Inside the web terminal window, run the following command:
curl kafka-producer:80/produces -v
This will emit some content to the names topic.
Finally, inspect the consumer logs to validate that content has been consumed from both partitions. Run the following commands in the web terminal:
kubectl get pods
Then use the kafka-consumer pod name to inspect the logs:
NAME READY STATUS RESTARTS AGE
kafka-consumer-d4df74879-8c684 1/1 Running 0 38m
kafka-no-keeper-6d8dd649f8-54zvf 1/1 Running 0 41m
kafka-producer-1-deploy 0/1 Completed 0 38m
kafka-producer-1-j6s2z 1/1 Running 0 38m
topic-create-kube-qhlf6 0/1 Completed 0 40m
workspaceec72309dcae94fe6-699598bbc7-vhlm6 2/2 Running 0 13m
kubectl logs kafka-consumer-d4df74879-8c684
The logs will show that this consumer processed all events from both partitions. The reason is that there was only one consumer connected to both partitions.
Partition: 1
Message: Geuss
Partition: 0
Message: Rogler
Partition: 0
Message: Spillan
Partition: 0
Message: Hamden
Partition: 1
Message: Casucci
Partition: 1
Message: Sorter
Scaling the consumer
Let’s scale the consumer app to two pods.
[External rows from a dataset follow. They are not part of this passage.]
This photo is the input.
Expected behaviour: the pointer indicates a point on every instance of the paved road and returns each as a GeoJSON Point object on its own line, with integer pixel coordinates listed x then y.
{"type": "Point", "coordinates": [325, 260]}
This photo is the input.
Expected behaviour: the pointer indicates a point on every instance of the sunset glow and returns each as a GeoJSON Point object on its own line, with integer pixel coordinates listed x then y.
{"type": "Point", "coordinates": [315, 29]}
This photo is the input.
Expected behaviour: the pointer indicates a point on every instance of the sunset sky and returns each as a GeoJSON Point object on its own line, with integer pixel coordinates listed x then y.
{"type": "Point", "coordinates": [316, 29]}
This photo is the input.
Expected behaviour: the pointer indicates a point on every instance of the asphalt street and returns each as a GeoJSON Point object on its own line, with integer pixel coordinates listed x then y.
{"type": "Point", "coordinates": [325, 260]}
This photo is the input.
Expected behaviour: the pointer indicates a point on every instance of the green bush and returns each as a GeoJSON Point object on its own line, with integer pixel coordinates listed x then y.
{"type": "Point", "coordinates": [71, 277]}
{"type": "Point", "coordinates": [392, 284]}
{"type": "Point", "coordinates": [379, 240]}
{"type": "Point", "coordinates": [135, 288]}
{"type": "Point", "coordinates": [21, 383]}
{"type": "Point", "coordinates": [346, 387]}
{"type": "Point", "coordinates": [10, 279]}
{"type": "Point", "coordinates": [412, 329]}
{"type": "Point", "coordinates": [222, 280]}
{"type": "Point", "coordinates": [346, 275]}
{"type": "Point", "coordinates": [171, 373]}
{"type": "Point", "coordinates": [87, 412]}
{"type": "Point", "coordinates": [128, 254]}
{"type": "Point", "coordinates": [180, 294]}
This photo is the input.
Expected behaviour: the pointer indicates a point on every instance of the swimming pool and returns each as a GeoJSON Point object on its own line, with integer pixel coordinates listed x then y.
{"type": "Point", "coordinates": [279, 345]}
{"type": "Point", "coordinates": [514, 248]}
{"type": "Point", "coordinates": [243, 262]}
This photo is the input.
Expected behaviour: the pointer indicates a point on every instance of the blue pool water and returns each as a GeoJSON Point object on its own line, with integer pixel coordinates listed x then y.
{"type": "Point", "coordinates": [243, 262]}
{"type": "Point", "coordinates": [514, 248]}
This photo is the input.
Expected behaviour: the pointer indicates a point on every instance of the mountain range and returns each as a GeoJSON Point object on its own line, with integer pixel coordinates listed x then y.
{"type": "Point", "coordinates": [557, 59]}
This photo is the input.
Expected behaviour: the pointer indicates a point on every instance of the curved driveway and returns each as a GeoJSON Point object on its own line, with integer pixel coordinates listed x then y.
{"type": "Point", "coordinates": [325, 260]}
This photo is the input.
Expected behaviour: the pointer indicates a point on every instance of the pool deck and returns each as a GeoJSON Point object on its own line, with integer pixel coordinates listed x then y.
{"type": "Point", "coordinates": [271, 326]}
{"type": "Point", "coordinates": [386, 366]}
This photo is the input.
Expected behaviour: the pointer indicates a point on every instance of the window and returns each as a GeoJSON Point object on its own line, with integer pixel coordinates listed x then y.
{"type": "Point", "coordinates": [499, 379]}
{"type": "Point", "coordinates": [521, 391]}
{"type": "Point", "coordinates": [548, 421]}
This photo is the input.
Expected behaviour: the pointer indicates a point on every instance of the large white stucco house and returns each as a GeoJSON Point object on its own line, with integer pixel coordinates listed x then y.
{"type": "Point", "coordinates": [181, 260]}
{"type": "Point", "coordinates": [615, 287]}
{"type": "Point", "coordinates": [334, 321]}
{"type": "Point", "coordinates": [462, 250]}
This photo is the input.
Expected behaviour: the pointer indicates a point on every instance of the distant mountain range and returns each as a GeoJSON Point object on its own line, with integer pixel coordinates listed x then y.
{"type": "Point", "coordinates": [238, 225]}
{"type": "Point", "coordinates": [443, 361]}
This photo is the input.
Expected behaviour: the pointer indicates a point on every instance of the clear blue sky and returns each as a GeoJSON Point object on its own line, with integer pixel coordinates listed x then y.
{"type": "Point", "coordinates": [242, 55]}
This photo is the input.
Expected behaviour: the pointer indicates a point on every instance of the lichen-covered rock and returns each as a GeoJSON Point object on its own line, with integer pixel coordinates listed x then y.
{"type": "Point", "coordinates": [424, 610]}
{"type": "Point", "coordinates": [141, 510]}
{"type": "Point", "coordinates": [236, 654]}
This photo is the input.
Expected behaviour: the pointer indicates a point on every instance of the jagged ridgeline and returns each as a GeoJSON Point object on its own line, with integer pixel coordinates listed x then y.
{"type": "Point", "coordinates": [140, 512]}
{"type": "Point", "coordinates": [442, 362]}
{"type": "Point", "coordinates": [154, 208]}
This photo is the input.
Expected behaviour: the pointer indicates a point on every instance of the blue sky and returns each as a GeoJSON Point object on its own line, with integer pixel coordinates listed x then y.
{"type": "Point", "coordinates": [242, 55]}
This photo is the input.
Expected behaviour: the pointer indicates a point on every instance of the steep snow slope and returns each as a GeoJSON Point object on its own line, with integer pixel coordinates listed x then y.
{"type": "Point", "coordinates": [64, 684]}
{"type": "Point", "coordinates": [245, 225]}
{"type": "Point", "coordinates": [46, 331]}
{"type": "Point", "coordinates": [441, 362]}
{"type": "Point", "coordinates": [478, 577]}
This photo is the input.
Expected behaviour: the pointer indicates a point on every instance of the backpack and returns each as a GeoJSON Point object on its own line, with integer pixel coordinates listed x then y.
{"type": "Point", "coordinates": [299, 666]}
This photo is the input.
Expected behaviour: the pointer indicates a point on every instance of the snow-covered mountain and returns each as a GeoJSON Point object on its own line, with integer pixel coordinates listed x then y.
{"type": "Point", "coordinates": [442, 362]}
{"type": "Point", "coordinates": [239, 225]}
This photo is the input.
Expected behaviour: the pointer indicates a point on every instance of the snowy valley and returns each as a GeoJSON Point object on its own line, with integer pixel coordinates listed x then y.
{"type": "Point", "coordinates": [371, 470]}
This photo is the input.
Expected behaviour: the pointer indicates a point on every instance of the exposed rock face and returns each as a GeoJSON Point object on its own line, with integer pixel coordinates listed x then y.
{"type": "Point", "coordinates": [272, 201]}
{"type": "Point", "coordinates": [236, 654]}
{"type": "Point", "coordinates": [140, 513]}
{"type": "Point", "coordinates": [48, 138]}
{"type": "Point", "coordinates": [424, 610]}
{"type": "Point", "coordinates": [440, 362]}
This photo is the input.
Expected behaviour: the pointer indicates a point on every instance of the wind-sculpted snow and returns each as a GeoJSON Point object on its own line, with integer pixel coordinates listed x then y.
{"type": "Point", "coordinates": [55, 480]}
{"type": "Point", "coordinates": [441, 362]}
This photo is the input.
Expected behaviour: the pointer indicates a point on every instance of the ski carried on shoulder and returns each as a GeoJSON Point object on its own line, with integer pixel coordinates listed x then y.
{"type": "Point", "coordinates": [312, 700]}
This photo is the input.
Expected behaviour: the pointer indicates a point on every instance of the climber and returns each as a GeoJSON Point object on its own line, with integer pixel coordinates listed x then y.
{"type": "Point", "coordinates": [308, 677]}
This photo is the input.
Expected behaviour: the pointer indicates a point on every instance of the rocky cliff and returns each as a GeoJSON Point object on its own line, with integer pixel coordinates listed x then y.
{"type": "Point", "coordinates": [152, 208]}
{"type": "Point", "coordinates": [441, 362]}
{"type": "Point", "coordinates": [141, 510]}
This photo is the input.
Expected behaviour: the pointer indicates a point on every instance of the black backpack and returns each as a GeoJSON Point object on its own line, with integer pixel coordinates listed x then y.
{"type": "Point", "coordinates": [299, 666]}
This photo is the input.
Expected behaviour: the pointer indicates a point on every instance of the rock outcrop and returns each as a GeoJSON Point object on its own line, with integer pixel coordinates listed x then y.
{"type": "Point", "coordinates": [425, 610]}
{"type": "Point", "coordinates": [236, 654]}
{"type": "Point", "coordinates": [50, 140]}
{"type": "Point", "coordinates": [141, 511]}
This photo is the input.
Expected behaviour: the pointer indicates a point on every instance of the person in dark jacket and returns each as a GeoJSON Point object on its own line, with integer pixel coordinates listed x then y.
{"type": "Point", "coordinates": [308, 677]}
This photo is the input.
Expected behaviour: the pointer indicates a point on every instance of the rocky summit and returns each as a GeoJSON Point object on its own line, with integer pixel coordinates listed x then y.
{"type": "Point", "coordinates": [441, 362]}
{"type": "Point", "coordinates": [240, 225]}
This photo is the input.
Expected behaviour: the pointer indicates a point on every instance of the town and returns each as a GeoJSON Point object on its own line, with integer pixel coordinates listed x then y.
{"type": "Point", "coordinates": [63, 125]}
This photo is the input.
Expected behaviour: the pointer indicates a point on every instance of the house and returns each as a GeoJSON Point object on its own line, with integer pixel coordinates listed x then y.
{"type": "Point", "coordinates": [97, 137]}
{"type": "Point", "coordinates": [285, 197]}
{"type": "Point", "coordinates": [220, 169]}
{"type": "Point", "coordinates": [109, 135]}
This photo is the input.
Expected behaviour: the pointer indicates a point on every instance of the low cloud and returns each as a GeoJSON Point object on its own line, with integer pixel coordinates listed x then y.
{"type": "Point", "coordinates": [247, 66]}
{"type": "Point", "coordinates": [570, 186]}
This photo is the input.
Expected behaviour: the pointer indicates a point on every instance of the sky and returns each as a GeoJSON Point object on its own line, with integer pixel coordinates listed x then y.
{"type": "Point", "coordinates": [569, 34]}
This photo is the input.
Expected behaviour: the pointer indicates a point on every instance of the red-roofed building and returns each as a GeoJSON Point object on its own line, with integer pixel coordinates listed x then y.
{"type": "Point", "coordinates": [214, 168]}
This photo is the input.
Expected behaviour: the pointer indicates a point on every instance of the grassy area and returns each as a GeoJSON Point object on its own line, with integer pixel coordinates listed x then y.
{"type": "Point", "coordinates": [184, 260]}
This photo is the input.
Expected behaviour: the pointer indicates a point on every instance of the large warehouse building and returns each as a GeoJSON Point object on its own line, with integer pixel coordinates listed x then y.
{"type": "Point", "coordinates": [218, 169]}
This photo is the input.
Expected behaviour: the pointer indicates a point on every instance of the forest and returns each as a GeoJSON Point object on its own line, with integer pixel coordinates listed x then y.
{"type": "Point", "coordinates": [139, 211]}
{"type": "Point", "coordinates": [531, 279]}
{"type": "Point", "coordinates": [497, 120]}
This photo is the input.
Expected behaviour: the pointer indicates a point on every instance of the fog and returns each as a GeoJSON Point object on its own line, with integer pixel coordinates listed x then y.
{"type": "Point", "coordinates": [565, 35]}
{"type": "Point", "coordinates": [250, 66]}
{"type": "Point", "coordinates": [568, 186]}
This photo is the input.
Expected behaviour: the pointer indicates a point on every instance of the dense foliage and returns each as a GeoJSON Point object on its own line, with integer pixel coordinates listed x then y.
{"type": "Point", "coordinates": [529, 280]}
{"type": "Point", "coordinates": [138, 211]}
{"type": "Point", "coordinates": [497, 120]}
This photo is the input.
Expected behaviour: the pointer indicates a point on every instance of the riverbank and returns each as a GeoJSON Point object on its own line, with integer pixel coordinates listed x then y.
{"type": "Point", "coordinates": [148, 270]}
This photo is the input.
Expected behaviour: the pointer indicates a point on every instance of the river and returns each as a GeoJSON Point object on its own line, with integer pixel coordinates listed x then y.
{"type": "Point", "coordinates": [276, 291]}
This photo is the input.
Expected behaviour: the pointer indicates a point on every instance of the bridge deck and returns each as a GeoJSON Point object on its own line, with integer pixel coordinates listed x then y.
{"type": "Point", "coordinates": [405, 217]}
When doing so, each consumer app instance will be responsible for processing the events of one of the two topic partitions.
In the web terminal, run the following command:
kubectl scale deployment kafka-consumer --replicas=2
Generate again some events by executing the previous command:
curl kafka-producer:80/produces -v
Finally, list the pods and inspect their logs.
kubectl get pods
NAME READY STATUS RESTARTS AGE
kafka-consumer-d4df74879-8c684 1/1 Running 0 116m
kafka-consumer-d4df74879-cwtlr 1/1 Running 0 60s
kafka-no-keeper-6d8dd649f8-54zvf 1/1 Running 0 119m
kafka-producer-1-deploy 0/1 Completed 0 117m
kafka-producer-1-j6s2z 1/1 Running 0 117m
topic-create-kube-qhlf6 0/1 Completed 0 119m
workspaceec72309dcae94fe6-699598bbc7-ggm2b 2/2 Running 0 9m40s
You’ll notice that each Pod only consumes events from one partition:
kubectl logs kafka-consumer-d4df74879-8c684
Message: Krivenko
Partition: 0
Message: Zabkar
Partition: 0
Message: Pace
Partition: 0
Message: Rogler
Partition: 0
Message: Spillan
Partition: 0
Message: Hamden
Kubectl logs kafka-consumer-d4df74879-cwtlr
Message: Mofield
Partition: 1
Message: Sefchick
Partition: 1
Message: Werling
Partition: 1
Message: Geuss
Partition: 1
Message: Casucci
Partition: 1
Message: Sorter
You can experiment with scaling to three consumers and generate traffic to validate that the third consumer becomes idle because the number of consumers exceeds the topic partitions.
The source code of the article is located at: https://github.com/lordofthejars/kafka-consumer-producer-rhsandbox
Conclusion
In this article, you’ve seen two of the most important features of Apache Kafka: scalability and fault tolerance. Consumers can be scaled to process more events in parallel, limited to the number of topic partitions. If any of these consumers go down, the remaining consumers take over the workload automatically.
Thanks to Kubernetes, scaling consumers is as easy as scaling a Pod, so Kubernetes and Kafka make a perfect match.